SpikeVLA: Vision-Language-Action Models with Spiking Neural Networks

Ruiqi Song ⋅ Dujun Nie ⋅ Siyu Teng ⋅ Baiyong Ding ⋅ Xiaotong Zhang ⋅ Dong Li ⋅ Chenming Zhang ⋅ Yuchen Li ⋅ Hangbin Wu ⋅ Long Chen

Abstract

Vision-Language-Action (VLA) models have become a central paradigm for embodied intelligence. However, most existing approaches are built on large-scale Transformers, resulting in substantial inference latency and energy consumption that limit their practical deployment in low-power, real-time scenarios.
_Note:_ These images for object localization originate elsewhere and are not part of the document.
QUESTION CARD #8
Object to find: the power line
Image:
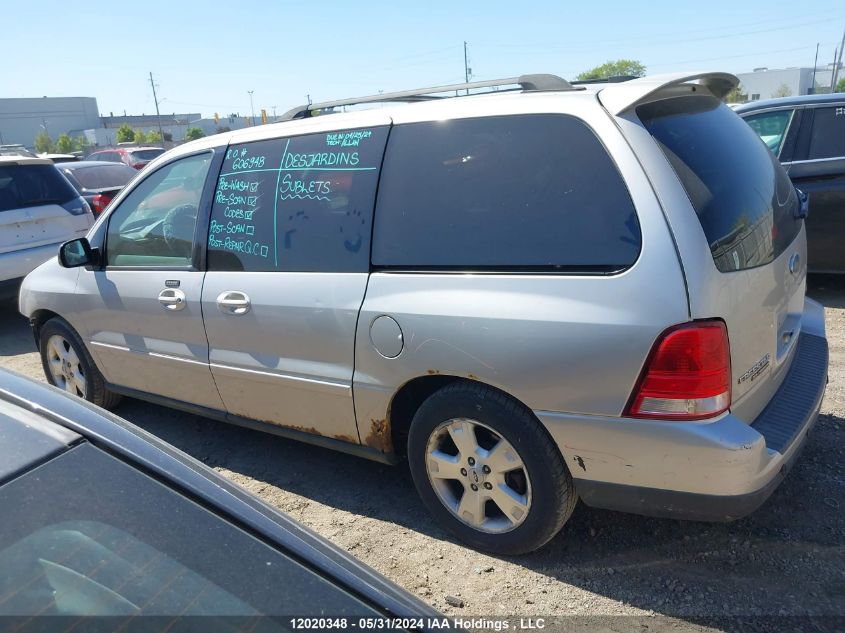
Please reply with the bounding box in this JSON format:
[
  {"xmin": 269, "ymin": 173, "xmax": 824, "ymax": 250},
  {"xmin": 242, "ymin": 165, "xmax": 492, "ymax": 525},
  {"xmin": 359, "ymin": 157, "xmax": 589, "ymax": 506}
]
[
  {"xmin": 477, "ymin": 14, "xmax": 842, "ymax": 51},
  {"xmin": 646, "ymin": 44, "xmax": 821, "ymax": 69}
]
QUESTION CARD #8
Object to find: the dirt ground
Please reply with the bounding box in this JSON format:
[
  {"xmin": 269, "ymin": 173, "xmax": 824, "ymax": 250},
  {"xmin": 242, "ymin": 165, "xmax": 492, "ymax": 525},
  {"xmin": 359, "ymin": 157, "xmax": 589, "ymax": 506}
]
[{"xmin": 1, "ymin": 277, "xmax": 843, "ymax": 631}]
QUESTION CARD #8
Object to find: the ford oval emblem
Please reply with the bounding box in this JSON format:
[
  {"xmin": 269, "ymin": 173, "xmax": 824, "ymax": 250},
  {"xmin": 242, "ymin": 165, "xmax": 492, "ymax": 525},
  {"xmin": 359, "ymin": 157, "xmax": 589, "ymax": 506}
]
[{"xmin": 788, "ymin": 253, "xmax": 801, "ymax": 275}]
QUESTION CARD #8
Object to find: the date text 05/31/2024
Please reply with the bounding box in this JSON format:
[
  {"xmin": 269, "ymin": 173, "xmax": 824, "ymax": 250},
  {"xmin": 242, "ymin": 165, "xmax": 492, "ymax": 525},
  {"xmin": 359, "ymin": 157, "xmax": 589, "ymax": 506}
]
[{"xmin": 289, "ymin": 617, "xmax": 547, "ymax": 630}]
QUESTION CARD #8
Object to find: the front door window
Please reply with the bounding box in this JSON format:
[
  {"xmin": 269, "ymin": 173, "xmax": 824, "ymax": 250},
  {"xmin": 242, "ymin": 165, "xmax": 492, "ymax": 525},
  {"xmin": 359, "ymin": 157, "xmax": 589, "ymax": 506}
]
[{"xmin": 105, "ymin": 153, "xmax": 211, "ymax": 267}]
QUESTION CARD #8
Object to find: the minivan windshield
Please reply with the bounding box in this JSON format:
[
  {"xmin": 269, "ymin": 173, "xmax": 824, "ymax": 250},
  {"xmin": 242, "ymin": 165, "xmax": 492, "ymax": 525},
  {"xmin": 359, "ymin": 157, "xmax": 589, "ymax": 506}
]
[{"xmin": 638, "ymin": 96, "xmax": 801, "ymax": 273}]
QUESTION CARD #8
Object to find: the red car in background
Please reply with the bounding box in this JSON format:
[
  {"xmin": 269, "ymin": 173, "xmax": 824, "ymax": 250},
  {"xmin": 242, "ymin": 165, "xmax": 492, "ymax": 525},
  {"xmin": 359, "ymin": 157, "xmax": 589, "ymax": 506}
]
[
  {"xmin": 54, "ymin": 161, "xmax": 137, "ymax": 216},
  {"xmin": 85, "ymin": 146, "xmax": 165, "ymax": 170}
]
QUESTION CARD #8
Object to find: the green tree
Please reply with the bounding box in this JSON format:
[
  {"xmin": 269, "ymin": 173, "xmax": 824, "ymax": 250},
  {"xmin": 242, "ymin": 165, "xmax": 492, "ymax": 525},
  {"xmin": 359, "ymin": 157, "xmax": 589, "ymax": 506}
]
[
  {"xmin": 116, "ymin": 123, "xmax": 135, "ymax": 143},
  {"xmin": 185, "ymin": 127, "xmax": 205, "ymax": 141},
  {"xmin": 836, "ymin": 78, "xmax": 845, "ymax": 93},
  {"xmin": 772, "ymin": 83, "xmax": 793, "ymax": 98},
  {"xmin": 134, "ymin": 130, "xmax": 147, "ymax": 144},
  {"xmin": 576, "ymin": 59, "xmax": 646, "ymax": 81},
  {"xmin": 34, "ymin": 130, "xmax": 54, "ymax": 153},
  {"xmin": 55, "ymin": 133, "xmax": 73, "ymax": 154},
  {"xmin": 72, "ymin": 136, "xmax": 87, "ymax": 152},
  {"xmin": 147, "ymin": 129, "xmax": 162, "ymax": 143},
  {"xmin": 725, "ymin": 84, "xmax": 748, "ymax": 104}
]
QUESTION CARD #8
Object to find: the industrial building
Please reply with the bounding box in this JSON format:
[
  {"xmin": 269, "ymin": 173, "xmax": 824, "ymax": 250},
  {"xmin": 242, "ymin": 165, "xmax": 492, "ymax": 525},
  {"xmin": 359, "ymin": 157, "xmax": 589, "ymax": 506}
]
[
  {"xmin": 0, "ymin": 97, "xmax": 99, "ymax": 147},
  {"xmin": 735, "ymin": 63, "xmax": 842, "ymax": 101},
  {"xmin": 0, "ymin": 96, "xmax": 257, "ymax": 150}
]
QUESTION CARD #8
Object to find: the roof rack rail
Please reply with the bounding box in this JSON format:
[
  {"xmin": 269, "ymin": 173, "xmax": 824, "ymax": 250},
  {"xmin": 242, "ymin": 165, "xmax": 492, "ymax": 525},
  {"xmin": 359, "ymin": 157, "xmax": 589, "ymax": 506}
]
[
  {"xmin": 278, "ymin": 74, "xmax": 574, "ymax": 121},
  {"xmin": 570, "ymin": 75, "xmax": 640, "ymax": 85}
]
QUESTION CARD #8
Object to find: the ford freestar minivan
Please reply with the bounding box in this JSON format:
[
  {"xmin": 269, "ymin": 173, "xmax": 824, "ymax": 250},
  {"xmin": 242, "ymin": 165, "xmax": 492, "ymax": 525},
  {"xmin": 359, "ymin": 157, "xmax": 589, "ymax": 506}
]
[{"xmin": 19, "ymin": 72, "xmax": 828, "ymax": 554}]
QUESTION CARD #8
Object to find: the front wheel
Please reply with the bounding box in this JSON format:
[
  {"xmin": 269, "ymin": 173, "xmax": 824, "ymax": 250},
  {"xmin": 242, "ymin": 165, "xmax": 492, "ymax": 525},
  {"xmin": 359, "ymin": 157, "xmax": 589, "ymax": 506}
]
[
  {"xmin": 407, "ymin": 381, "xmax": 576, "ymax": 554},
  {"xmin": 39, "ymin": 317, "xmax": 121, "ymax": 409}
]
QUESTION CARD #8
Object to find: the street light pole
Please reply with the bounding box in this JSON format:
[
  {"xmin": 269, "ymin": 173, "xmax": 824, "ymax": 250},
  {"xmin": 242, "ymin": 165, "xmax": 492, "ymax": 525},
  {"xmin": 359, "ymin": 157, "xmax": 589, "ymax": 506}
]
[{"xmin": 248, "ymin": 91, "xmax": 256, "ymax": 126}]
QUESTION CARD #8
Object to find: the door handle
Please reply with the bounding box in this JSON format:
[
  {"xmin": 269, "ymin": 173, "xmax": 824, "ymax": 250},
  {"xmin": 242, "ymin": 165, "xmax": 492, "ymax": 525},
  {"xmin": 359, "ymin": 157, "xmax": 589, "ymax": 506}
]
[
  {"xmin": 158, "ymin": 288, "xmax": 186, "ymax": 311},
  {"xmin": 216, "ymin": 290, "xmax": 251, "ymax": 315}
]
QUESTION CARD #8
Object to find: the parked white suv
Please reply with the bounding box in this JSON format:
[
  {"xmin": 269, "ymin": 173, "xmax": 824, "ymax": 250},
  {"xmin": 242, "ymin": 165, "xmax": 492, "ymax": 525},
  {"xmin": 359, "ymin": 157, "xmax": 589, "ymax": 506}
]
[
  {"xmin": 19, "ymin": 73, "xmax": 828, "ymax": 554},
  {"xmin": 0, "ymin": 157, "xmax": 94, "ymax": 299}
]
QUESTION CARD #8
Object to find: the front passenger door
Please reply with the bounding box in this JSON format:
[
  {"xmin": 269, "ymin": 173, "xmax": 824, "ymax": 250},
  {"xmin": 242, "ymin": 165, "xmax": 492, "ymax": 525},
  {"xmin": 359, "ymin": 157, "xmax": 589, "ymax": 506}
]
[{"xmin": 75, "ymin": 151, "xmax": 225, "ymax": 410}]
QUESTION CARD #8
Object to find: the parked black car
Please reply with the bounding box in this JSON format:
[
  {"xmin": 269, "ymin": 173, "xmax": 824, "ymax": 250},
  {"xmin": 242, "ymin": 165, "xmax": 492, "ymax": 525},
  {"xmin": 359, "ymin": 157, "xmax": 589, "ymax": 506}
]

We propose SpikeVLA, an end-to-end spiking VLA framework for embodied navigation with energy-efficient inference, consisting of three key components. (i) a spiking vision encoder, Spike-V, that replaces dense continuous computation with event-driven spiking representations to reduce the energy cost of visual representation learning, (ii) a multimodal spiking large language model, Spike-L, that reformulates cross-modal reasoning with spiking dynamics and token-level event-driven sparsity to further lower inference overhead, and (iii) a spiking action policy network, Spike-A, that uses Laplacian-kernel population coding and end-to-end reinforcement learning to produce stable, robust continuous control under low-energy constraints. Experiments on multimodal interaction and robotic control tasks show that SpikeVLA significantly reduces energy consumption and computational overhead while maintaining competitive performance, highlighting its potential for low-power, real-time embodied intelligence.